Monday, November 16, 2009

Commemorating Thanksgiving With Charles Ives

No one but Charles Ives could be Charles Ives. HE created incredibly idiosyncratic collages of marching bands, pop tunes of the day and hymns, rustic largos of great beauty, and tremendous cacophonies of orchestral sounds, all patched together in his barn as studies in striking contrast. His was a boldly advanced music that now is considered unmistakeably a high point of early 20th-century American culture.

I read an amusing sci-fi novel of time travel many years ago. I think it was called Hot House Flowers. I forget the name of the author. In it a visitor from the future travels to turn-of-the-(last)-century America and mentions the music of Charles Ives to those he meets, thinking that everyone would know the name of what had become in the future America's greatest composer. Of course no one has ever heard of him. One hundred years later we may not be doing much better in so far as the general public is concerned. Yet his music continues to speak to those who listen to it with open ears.

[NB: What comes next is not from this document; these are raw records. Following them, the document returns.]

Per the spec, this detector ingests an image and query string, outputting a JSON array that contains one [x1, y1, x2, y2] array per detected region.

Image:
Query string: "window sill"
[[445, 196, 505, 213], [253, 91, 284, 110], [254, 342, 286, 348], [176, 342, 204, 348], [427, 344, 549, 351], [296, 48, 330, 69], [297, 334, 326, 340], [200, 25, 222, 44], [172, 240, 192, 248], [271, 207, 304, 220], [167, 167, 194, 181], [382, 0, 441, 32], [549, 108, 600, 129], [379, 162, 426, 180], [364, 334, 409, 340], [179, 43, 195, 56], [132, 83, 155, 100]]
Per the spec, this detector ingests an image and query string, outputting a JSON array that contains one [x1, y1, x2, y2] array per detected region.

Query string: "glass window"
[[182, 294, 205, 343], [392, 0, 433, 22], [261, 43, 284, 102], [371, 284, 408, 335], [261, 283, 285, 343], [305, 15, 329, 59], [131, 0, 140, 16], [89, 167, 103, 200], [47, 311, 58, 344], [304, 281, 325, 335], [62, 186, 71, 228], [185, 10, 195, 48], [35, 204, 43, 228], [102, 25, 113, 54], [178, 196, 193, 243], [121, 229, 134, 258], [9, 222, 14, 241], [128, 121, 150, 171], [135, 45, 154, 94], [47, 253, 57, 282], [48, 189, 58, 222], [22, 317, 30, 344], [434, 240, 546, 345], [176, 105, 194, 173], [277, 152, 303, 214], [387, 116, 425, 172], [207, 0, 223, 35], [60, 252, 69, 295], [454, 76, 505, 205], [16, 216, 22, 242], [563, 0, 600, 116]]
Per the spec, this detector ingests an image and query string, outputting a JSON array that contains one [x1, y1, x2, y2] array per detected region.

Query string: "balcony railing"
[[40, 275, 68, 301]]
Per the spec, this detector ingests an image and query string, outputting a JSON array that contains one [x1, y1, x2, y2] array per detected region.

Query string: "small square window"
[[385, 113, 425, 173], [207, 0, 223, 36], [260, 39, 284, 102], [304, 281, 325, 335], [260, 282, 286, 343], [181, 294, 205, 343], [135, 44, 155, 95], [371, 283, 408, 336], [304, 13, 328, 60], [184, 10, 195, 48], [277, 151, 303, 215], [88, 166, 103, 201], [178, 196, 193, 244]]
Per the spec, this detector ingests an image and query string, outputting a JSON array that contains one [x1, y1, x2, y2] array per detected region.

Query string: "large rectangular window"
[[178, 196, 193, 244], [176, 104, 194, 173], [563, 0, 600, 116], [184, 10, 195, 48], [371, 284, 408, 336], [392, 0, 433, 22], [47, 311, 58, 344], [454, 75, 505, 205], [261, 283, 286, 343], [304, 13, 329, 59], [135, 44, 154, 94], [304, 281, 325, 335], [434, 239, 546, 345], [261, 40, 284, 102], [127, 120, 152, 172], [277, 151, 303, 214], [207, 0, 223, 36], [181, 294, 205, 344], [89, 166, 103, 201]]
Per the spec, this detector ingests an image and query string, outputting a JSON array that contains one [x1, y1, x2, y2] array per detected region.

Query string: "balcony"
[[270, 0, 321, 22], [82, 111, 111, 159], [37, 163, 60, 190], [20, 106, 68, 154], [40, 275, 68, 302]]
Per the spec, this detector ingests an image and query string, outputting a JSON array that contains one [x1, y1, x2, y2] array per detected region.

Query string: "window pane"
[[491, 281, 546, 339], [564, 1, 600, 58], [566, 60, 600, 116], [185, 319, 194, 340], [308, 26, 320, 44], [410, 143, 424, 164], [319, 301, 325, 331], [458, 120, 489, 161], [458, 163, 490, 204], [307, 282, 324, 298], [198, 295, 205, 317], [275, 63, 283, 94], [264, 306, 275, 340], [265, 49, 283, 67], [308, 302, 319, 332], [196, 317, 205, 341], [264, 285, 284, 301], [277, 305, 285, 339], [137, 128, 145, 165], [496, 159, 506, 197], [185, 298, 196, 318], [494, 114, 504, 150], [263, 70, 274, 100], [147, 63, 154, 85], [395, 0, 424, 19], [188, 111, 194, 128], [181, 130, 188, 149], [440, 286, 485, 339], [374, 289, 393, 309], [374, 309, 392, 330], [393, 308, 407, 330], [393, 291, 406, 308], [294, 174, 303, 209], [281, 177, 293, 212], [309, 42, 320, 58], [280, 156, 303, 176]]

Right in time for the holidays Naxos has released a very appealing volume of his music, with James Sinclair conducting the Malmo Symphony Orchestra and Chamber Chorus. It is a nicely paced program of vintage Ives, including some previously unrecorded orchestral arrangements of Ives' "The General Slocum" and "Overture in G Major" along with some other rather underplayed miniatures. But it is the last three movements of his "New England Holidays Symphony" that form the backbone of the program. Movement Four, "Thanksgiving and Forefathers' Day" comes at a particularly opportune time, and could form a part of your holiday listening if you have a family that is open to substantial and advanced fare along with their cranberry sauce.

Sinclair's renditions are some of the best on record. He lets the idiomatic quotations shine forth with gusto and a certain Victorian naivety, his largo passages are both mystical and pastoral, and the cacophonous huzzahs of anarchic sound clashes are breathtakingly vital.

This is Ives interpretation at its best!